Egg Roulade is one of our guests favorite breakfasts and we’re often asked for the recipe, so here it is. Ashland is a wonderful place to visit with so many great attractions and so much to do. From the Oregon Shakespeare Festival, beautiful walks in Lithia Park, to hiking one of the many great trails. we like our guests to leave the Bayberry Inn with a full tummy and energized for the day with a healthy breakfast. Egg Roulade is a delicious main course and is filled with lots of fresh vegetables and herbs from our garden. It’s time consuming to make, but it isn’t difficult.
Depending on the number of people you’re cooking for, you will have to adjust the recipe, but here’s how to make enough for 6 people.
Preheat the Oven to 350.
Beat 8 Eggs with 1/2 cup of Milk and Salt & Pepper.
Spray Olive Oil generously on a baking sheet pan, coating all the way up the sides.

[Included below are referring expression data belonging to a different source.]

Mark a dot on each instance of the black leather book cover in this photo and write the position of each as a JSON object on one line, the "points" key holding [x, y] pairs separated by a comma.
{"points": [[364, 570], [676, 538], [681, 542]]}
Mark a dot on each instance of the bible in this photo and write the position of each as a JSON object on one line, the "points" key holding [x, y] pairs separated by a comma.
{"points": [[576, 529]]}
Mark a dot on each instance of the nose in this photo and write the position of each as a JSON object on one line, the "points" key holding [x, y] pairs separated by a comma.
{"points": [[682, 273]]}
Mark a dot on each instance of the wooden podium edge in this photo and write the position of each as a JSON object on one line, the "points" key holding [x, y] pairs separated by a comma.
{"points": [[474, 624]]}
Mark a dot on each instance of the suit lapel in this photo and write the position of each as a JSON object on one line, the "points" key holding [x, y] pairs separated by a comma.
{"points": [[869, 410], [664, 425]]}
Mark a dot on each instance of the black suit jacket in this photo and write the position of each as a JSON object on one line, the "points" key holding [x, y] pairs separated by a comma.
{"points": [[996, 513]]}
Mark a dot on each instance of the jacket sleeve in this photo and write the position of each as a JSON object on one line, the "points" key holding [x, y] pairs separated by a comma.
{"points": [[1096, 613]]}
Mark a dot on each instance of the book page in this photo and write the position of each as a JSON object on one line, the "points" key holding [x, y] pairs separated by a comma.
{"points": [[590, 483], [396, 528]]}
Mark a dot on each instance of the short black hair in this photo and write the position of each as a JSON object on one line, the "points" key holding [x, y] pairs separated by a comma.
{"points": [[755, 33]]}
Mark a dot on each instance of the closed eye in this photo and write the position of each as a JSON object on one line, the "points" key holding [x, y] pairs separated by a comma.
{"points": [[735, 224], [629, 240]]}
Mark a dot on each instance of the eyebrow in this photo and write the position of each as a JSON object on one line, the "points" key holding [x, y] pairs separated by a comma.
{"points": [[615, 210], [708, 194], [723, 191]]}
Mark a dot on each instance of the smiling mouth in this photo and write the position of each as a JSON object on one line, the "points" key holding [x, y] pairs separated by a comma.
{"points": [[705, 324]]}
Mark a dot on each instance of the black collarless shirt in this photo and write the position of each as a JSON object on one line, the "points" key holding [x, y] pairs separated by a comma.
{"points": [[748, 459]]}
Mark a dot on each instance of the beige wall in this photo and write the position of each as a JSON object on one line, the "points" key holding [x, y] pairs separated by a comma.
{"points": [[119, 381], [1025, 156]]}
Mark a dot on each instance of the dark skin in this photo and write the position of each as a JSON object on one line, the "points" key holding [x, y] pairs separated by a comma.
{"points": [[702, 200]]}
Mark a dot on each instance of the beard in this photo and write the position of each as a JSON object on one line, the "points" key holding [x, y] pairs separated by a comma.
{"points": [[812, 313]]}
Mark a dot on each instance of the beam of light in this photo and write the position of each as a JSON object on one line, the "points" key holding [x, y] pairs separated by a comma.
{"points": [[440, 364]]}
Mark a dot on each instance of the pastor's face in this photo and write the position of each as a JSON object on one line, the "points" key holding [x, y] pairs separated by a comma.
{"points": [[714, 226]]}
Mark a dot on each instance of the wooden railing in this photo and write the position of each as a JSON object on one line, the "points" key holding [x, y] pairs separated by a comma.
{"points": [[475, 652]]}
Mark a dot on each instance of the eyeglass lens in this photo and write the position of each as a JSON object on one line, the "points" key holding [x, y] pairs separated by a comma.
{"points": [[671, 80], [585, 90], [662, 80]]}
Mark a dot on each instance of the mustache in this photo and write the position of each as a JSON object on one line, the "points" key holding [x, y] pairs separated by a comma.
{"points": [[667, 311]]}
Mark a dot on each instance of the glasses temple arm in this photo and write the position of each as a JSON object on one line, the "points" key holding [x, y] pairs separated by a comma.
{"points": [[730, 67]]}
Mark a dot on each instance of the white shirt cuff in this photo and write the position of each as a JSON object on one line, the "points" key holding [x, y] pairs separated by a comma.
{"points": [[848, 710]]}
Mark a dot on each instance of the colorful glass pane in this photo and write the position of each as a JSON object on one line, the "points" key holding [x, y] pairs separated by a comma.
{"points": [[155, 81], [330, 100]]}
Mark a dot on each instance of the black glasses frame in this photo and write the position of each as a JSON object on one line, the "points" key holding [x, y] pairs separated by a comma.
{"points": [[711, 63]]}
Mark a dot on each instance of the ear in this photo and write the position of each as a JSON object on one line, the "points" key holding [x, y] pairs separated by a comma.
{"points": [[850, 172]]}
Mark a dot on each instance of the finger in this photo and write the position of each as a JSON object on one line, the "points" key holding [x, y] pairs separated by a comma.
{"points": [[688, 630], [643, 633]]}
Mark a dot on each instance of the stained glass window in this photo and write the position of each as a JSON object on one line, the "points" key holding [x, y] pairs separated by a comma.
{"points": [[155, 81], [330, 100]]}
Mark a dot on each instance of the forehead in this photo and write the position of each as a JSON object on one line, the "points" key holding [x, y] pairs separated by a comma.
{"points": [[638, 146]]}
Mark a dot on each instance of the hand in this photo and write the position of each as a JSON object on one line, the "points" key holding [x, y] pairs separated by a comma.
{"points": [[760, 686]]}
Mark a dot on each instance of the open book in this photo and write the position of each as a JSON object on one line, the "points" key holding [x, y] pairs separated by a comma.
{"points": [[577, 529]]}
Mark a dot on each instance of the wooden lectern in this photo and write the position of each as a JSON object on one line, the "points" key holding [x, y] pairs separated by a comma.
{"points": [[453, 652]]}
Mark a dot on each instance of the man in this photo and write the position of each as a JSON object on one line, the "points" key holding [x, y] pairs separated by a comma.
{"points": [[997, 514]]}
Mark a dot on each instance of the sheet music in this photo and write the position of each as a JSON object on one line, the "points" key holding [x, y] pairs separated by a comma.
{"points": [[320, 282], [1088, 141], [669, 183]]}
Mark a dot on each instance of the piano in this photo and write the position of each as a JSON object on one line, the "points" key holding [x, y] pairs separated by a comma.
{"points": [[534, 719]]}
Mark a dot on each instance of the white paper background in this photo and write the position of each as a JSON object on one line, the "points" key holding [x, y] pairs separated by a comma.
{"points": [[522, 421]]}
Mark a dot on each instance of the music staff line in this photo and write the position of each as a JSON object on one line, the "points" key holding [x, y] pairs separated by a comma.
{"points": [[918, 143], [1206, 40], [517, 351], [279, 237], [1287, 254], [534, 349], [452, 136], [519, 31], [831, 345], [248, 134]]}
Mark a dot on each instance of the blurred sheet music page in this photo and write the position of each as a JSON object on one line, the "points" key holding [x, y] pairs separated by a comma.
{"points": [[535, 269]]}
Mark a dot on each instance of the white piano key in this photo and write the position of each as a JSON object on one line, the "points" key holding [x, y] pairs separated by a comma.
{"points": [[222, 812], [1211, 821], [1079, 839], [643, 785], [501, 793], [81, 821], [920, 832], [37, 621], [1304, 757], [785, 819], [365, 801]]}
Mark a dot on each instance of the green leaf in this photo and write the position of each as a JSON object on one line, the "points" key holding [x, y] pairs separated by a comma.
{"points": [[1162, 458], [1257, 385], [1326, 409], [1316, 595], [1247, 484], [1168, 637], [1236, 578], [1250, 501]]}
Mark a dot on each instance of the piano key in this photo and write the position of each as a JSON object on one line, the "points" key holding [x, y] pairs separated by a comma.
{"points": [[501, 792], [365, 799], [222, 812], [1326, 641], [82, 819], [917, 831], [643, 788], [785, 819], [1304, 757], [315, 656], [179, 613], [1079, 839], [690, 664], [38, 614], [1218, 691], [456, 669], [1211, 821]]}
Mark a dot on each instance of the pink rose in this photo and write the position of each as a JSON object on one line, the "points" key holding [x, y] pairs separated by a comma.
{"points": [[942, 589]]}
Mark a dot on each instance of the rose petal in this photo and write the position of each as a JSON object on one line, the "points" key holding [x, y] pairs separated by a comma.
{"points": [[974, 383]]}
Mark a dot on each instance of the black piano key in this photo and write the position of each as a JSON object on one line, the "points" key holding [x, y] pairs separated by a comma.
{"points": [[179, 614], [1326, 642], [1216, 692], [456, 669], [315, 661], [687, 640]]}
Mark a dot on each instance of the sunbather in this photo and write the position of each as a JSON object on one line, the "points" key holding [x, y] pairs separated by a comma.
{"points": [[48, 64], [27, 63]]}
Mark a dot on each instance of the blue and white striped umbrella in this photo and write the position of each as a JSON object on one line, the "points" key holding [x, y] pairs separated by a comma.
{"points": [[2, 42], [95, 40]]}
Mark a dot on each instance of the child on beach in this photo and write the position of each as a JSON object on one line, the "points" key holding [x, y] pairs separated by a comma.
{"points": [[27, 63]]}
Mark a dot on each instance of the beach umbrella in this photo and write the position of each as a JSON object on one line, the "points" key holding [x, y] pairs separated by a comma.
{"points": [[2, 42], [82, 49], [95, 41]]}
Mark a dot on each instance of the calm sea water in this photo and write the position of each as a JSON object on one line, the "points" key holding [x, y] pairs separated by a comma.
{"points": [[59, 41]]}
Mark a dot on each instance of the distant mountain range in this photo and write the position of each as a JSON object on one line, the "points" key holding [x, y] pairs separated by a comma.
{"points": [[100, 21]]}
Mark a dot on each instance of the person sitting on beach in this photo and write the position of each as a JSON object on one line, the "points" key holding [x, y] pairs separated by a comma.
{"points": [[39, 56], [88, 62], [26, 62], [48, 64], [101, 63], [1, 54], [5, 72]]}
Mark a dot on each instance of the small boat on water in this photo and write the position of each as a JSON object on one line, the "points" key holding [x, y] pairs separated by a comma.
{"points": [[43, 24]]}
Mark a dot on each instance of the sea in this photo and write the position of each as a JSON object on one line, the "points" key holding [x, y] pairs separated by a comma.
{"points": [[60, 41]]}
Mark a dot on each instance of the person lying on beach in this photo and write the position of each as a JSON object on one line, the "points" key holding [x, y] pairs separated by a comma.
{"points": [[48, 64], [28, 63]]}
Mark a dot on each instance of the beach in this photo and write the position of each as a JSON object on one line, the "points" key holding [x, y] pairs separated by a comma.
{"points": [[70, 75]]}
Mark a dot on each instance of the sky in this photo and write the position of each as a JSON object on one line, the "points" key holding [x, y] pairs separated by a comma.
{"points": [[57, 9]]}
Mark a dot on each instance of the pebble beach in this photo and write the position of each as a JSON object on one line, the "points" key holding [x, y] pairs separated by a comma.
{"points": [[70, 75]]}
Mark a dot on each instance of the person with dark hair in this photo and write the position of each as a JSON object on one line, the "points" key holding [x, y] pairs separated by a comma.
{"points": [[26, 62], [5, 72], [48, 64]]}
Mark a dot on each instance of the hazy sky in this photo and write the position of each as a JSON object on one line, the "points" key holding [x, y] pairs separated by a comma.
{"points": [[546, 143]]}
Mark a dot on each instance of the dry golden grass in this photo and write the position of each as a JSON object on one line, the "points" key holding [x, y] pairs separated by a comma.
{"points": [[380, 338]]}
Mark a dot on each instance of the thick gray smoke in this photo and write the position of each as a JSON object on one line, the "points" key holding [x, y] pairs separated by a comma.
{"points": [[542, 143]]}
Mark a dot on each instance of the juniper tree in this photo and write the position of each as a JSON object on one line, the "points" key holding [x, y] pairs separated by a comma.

Pour the egg mixture into the pan, place in center rack in the oven and bake for 8 minutes. Take it out of the oven and let it cool to the touch. It’s hard to handle if the eggs are too hot.
The Filling is the fun part! You can use any vegetables (mushroom, spinach…) and cheese you like. Heat up some butter & add 1/3 Cup of chopped onions and 1 garlic clove chopped, add fresh vegetables (cut the veggies into small bite size pieces) and lightly saute`.
I like to add thin asparagus spears because it looks so beautiful when you cut the Roulade`. Blanch the asparagus for 30 seconds in boiling, salted water. Quickly drain, pat dry & set aside until you’re ready to add the rest of the ingredients to the eggs.
Mix 1 Cup of Soft Cream Cheese, add 1/2 a cup of whatever other cheese you like. Add chopped herbs of your choice, we like to use Chives and Italian Parsley from our herb garden with a touch of Rosemary, but not too much or it will overpower all the other ingredients as Rosemary is quite strong. Mix these ingredients into a paste adding Salt & plenty of freshly ground Pepper. Gently, using a soft spatula, spread the cheese mixture onto the Eggs evenly.
We added sautéed mushrooms to this particular Roulade, but you can add whatever veggies you like. You can now add the asparagus in the center.
Roll up the Eggs carefully using a soft spatula so as not to break it. You can serve this room temperature but I like to warm it up in the over for a few minutes before slicing and serving. Slice it into 6 separate pieces, making sure to clean your knife between each cut so as the get a clean cut.
Now you’re ready to plate the Roulade, sprinkle it with more chopped fresh herbs & serve!